|September 1, 2014|
Previously published on August 28, 2014
Patterson v. Domino’s Pizza, LLC, No. S204543 (August 28, 2014): On August 28, 2014, the California Supreme Court issued a decision holding that a franchisor that did not exhibit the characteristics of an “employer” was not vicariously liable for the wrongful conduct that one franchisee employee directed toward another franchisee employee. The state high court held that Domino’s Pizza, LLC, the franchisor, did not have the right or duty to control the employment of the franchisee’s employees or the franchisee’s personnel matters and was not involved in the franchisee’s day-to-day decisions involving the hiring, supervision, and discipline of the franchisee’s employees. Thus, the court found that the franchisor cannot be held liable for the conduct of an employee of the franchisee.
Sui Juris, LLC owned a Domino’s Pizza franchise. One of the franchise’s employees filed a lawsuit under California’s Fair Employment and Housing Act alleging sexual harassment by a supervisor and failure to take reasonable steps to avoid harassment, among other claims. The employee filed the lawsuit against both the franchisee, Sui Juris, LLC, as well as the franchisor, Domino’s Pizza, LLC.
In November 2010, Domino’s Pizza requested a dismissal of the suit.
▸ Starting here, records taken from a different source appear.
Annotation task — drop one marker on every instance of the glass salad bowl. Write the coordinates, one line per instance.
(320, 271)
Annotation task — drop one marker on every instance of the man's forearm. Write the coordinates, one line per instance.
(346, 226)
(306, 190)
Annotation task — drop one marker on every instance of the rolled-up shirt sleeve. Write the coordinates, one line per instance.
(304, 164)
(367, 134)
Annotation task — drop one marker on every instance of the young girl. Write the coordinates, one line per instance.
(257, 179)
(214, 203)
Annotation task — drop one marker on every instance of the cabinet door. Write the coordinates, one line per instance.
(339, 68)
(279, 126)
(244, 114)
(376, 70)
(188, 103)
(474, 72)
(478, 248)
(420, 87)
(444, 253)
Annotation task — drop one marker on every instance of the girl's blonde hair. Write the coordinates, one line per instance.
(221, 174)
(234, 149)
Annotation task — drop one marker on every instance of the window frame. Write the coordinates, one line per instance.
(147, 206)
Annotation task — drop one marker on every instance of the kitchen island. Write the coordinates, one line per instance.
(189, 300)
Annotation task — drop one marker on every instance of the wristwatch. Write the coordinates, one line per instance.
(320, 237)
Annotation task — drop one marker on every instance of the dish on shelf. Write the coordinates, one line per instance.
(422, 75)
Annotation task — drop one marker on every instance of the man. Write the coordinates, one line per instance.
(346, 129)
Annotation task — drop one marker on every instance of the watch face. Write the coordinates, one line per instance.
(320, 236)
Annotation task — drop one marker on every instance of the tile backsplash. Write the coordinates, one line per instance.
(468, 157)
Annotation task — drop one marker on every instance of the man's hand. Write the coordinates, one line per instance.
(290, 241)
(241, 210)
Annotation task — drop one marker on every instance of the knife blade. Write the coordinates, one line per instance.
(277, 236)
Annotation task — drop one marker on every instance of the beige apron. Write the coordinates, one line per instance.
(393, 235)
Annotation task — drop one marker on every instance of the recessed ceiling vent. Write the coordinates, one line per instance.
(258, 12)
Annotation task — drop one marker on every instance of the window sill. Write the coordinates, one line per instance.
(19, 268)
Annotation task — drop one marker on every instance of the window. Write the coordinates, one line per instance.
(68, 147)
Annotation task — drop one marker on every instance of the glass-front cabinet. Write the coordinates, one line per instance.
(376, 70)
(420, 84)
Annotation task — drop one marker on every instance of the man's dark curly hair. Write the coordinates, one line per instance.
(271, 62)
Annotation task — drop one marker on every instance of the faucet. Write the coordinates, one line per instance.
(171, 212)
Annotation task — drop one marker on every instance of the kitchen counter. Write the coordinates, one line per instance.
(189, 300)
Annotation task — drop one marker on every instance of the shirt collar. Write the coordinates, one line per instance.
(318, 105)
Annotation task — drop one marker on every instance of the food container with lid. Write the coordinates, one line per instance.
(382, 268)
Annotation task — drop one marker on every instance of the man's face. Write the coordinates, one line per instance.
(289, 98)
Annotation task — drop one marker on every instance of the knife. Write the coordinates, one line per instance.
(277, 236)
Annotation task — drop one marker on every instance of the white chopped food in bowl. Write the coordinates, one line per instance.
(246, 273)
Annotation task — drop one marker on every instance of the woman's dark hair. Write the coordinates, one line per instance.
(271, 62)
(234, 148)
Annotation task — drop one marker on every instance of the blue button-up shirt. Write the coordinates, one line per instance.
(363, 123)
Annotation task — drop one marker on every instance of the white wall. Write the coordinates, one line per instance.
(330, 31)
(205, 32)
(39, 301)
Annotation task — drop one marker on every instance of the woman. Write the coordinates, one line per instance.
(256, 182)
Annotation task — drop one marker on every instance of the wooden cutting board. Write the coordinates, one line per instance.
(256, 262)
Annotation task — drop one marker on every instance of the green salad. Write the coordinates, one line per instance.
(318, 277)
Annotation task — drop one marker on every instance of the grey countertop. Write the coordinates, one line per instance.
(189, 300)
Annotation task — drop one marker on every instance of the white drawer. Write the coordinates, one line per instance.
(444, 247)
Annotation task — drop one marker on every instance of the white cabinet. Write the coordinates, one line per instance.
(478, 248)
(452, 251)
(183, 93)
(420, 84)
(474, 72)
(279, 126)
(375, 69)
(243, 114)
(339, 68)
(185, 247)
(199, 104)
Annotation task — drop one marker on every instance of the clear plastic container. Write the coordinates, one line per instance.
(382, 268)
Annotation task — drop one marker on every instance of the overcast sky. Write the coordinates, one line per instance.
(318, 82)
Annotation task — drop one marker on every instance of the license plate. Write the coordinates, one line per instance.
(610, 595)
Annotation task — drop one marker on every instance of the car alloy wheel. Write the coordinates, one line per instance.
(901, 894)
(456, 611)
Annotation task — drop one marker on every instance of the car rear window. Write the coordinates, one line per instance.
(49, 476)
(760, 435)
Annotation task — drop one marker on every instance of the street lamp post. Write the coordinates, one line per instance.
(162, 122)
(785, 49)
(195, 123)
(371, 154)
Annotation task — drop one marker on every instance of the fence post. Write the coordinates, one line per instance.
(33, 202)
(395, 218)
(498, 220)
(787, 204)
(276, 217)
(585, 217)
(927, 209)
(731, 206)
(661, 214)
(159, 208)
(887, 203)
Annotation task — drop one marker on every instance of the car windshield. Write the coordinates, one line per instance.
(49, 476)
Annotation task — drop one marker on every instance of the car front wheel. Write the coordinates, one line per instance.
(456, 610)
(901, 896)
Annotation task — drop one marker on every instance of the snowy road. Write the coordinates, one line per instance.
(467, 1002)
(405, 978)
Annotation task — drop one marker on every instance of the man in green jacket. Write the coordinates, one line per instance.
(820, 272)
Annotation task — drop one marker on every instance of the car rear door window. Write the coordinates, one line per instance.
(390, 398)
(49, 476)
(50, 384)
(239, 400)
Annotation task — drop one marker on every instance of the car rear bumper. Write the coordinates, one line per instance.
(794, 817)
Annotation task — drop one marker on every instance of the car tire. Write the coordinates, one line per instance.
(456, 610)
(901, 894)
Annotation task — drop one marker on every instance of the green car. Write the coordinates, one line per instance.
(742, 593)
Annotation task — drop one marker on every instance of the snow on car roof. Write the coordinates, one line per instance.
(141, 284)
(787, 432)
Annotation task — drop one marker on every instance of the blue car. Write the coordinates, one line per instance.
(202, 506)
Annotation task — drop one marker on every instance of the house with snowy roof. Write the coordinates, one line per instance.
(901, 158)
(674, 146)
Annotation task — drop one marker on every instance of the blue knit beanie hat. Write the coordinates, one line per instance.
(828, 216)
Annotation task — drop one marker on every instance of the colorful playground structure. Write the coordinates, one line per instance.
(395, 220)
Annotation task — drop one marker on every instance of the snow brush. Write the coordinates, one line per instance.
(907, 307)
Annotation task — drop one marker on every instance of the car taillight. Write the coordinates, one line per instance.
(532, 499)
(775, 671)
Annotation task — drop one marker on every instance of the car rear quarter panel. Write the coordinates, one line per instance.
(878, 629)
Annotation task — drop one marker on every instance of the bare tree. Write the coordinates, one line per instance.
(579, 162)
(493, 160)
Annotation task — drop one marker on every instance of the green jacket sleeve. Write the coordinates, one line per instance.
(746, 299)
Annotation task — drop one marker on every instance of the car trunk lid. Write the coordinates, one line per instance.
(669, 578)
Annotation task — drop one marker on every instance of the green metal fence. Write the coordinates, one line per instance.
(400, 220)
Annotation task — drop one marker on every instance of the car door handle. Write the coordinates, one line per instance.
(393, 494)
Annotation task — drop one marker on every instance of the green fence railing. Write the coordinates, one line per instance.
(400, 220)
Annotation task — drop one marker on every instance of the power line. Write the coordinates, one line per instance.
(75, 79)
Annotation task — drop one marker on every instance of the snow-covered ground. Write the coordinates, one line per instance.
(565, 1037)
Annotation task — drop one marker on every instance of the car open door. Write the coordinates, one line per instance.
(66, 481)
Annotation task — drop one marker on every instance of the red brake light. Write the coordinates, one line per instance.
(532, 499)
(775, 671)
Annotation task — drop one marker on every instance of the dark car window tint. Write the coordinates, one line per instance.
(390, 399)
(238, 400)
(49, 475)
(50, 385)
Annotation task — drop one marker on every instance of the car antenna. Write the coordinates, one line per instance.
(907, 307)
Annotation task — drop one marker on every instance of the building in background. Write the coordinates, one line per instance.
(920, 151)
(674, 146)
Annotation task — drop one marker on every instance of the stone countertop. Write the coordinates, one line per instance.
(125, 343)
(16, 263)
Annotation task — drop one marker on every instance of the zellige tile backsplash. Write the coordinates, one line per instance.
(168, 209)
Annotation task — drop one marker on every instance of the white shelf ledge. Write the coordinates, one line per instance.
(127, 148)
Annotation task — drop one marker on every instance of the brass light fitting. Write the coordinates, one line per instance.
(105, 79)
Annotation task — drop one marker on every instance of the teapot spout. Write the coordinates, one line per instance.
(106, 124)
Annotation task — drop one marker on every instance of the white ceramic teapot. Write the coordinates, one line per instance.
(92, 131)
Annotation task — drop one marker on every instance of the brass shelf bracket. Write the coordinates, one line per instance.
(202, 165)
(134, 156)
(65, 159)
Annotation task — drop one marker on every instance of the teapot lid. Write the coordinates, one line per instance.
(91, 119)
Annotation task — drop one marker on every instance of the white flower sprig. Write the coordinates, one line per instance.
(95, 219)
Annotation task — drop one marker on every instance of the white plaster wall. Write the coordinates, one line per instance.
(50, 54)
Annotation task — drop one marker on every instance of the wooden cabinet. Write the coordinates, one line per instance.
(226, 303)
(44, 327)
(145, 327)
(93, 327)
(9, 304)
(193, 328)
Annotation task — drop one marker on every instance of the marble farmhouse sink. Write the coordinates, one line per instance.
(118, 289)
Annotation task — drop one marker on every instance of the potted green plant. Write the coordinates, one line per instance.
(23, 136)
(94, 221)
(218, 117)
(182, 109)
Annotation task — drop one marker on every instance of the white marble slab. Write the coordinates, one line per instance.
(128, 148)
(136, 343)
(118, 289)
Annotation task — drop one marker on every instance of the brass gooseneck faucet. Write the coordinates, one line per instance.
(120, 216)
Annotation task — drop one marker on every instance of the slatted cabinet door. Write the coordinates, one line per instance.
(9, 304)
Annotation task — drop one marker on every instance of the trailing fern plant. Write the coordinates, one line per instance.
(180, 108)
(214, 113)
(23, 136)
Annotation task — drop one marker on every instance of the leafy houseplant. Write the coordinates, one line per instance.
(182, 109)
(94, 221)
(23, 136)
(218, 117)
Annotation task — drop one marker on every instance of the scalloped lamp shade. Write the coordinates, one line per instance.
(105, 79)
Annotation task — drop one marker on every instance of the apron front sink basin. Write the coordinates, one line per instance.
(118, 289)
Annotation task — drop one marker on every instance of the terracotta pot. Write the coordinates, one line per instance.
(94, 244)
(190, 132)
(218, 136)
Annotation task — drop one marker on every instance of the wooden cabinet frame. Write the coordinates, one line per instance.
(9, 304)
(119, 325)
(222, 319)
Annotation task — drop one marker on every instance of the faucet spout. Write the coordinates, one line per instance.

Domino’s Pizza argued that there was no employment relationship between Domino’s Pizza and the franchisee’s employees and, therefore, that it cannot be held vicariously liable for a franchisee supervisor’s misconduct toward an employee.
The trial court determined that Domino’s Pizza did not control the day-to-day operations and employment practices of Sui Juris and dismissed the suit. The California Court of Appeal disagreed with the trial court on the basis that the franchise contract and a manager’s guide that was provided to franchisees by Domino’s Pizza raised some issue of fact as to whether Sui Juris had “managerial independence” in operating the store. Therefore, the Court of Appeal reversed the dismissal. Domino’s Pizza appealed the decision.
On appeal, the California Supreme Court disagreed with the Court of Appeal and sided with the franchisor. The court found that the facts do not show that Domino’s Pizza exhibited characteristics of an employer by asserting control over the franchisee’s personnel decisions. In fact, the state high court noted, “there was considerable, essentially uncontradicted evidence that the franchisee made day-to-day decisions involving the hiring, supervision, and disciplining of his employees.” The court held that since Domino’s Pizza did not have the right or duty to control employment or personnel matters for Sui Juris, it cannot be held liable for the actions of Sui Juris’s supervisor toward another employee. The court clarified that its decision does not imply that franchisors can never be held accountable for harassment at franchise locations. The court also emphasized that a franchisor that imposes and enforces “a uniform marketing and operational plan cannot automatically” be held responsible for the wrongful actions of a franchisee’s employee.
According to Thomas M. McInerney, the managing shareholder of the San Francisco office of Ogletree Deakins, “This is a welcome decision on the hotly contested issue of when franchisors are liable for acts of employees working at a franchisee. The California Supreme Court’s thoughtful, reasoned decision correctly appreciates the operational reality that it is the franchisees, not the franchisors, that make the day-to-day decisions involving employment issues at the franchise level. As a result, the franchisees are generally the sole ‘employer’ of the employees, at least as that term has been generally understood for decades.”
McInerney also noted that the California Supreme Court’s decision stands in stark contrast to current efforts by the National Labor Relations Board’s General Counsel to hold franchisors liable for the alleged unfair labor practices of franchisees, despite long-established precedent to the contrary.